As for artificial meat – well, I expect that if – IF – it can be industrialised, it’ll find a home in hamburger patties. But there seems little chance of it being mistaken for the real deal, still less supplanting a delicious slab of dead cow seared sirloin on the dinner table.

Copyright © Matthew Wright 2015


9 thoughts on “3D printed steak chips? It’s enough to make me go all hippy and vegetarian…

  1. Considering the cardboard imitations used by some fast food chains on their burgers, patties containing actual animal cells (3D-printed or not) can only be an improvement😉

    1. There’s a Certain Fast Food Chain here in NZ (and which, I am quite sure, is also well featured in SA, but maybe not where you are?) that genuinely uses ground beef and nothing else in its patties. Which begs questions because while the resulting burgers are OK by “fast food burger standards”, that’s a relative term.

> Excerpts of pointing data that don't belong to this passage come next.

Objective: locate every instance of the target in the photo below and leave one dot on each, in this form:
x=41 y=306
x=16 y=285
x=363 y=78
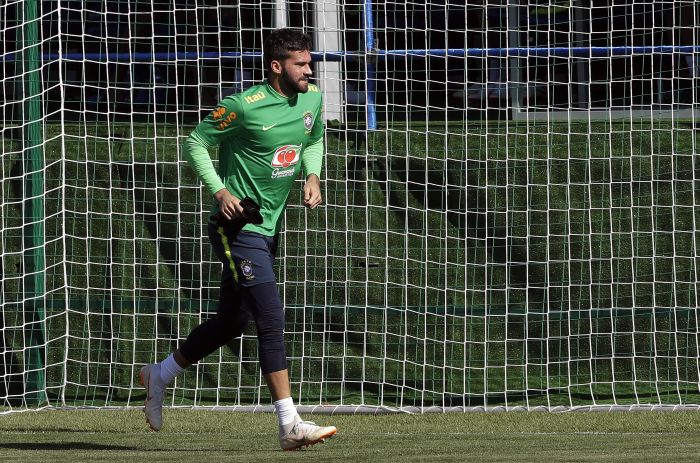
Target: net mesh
x=509 y=218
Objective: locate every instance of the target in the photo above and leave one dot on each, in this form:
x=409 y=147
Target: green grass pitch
x=210 y=436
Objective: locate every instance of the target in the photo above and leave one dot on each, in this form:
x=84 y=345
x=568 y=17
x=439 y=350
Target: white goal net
x=510 y=215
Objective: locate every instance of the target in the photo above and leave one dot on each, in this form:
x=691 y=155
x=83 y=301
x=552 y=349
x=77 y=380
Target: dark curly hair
x=281 y=41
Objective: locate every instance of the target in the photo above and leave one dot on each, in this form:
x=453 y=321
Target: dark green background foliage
x=451 y=265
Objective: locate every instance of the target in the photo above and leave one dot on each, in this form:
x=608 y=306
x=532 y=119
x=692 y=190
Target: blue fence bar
x=523 y=52
x=371 y=70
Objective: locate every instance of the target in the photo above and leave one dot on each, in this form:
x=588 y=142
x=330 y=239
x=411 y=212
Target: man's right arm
x=217 y=126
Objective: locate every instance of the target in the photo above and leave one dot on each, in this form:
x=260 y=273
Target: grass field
x=211 y=436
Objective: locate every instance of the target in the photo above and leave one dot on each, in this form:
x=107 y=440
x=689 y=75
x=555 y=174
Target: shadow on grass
x=62 y=446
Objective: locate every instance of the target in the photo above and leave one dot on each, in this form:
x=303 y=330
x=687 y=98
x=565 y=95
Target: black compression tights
x=263 y=303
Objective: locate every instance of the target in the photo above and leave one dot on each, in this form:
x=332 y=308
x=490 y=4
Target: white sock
x=169 y=369
x=286 y=411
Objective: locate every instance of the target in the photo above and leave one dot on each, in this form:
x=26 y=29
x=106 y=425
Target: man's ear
x=276 y=67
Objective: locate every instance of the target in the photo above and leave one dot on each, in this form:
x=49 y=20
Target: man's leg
x=266 y=308
x=229 y=323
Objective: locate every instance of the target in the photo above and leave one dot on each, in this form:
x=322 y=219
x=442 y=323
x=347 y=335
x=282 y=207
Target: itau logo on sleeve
x=308 y=122
x=284 y=160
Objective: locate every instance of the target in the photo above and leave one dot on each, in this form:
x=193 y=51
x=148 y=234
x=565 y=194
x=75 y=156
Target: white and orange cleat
x=155 y=394
x=305 y=434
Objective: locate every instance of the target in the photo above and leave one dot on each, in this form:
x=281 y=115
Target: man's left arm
x=311 y=161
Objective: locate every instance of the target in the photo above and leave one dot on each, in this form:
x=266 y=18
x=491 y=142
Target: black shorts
x=248 y=258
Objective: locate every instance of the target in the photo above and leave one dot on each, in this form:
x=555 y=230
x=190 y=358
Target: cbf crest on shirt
x=261 y=137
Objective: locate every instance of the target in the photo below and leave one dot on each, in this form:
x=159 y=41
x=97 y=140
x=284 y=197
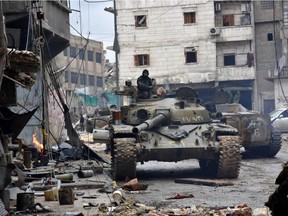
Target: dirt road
x=253 y=187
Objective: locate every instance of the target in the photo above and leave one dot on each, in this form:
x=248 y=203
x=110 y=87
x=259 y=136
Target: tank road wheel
x=229 y=157
x=228 y=163
x=124 y=159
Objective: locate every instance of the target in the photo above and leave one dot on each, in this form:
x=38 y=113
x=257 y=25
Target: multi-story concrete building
x=268 y=49
x=29 y=26
x=204 y=44
x=271 y=30
x=83 y=79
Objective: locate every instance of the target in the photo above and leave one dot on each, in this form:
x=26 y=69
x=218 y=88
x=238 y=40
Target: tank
x=258 y=136
x=171 y=129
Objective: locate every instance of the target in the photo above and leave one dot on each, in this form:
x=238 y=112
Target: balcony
x=282 y=74
x=19 y=20
x=235 y=73
x=234 y=33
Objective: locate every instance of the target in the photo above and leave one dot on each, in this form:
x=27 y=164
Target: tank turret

I speculate that the equation for this sort of thing is “excellent quality food goes in”, then “something horrible happens”, and “it is served”.

      1. If it’s the chain I’m thinking of, yes we have them here, but my town is too small to warrant a branch of its own. We have another chain called Steers. They really do use pure ground beef patties. Their burgers taste incredible, but understandably they’re also a bit on the pricey side.

  2. Maybe one day there’ll be the equivalent of a Turing Test for food: can we distinguish the artificially produced chicken-tasting pattie from the real chicken-tasting pattie.

    I heard a programme on the radio a couple of weeks ago in which scientists talked about producing whole animals with 3d printers. Sometimes, you give someone a bit of technological innovation and they go berserk.

    I still haven’t heard anyone say 3d printing will replace manufacturing, but I’m sure a techno-nerd has probably already said it somewhere in the world.

    Chris

    1. I gather the ISS has got one – the idea is that they can make parts that might otherwise have to be sent up from Earth. Like you I suspect it’s a bit easy to get carried away with the idea – I’m not convinced the technique’s going to be a sole answer to manufacturing, not least because it’s limited to producing solid objects formed of some substance (typically thermoplastic) that can be squirted through a nozzle. A boon for plastic kit hobbyists (yes, yes, I’ll be able to get that 1/700 HMS Nile kit after all) but I suspect of otherwise limited application as the tech currently stands.

  3. I’ve seen a couple of documentaries recently on 3D printed food in Spain, where they’re looking to develop the technology for mass production. Looked really cool. It was a few weeks ago now, but I remember the canapes looked pretty good, and apparently tasted good too. One was a Horizon documentary. Can’t remember where I saw the other one.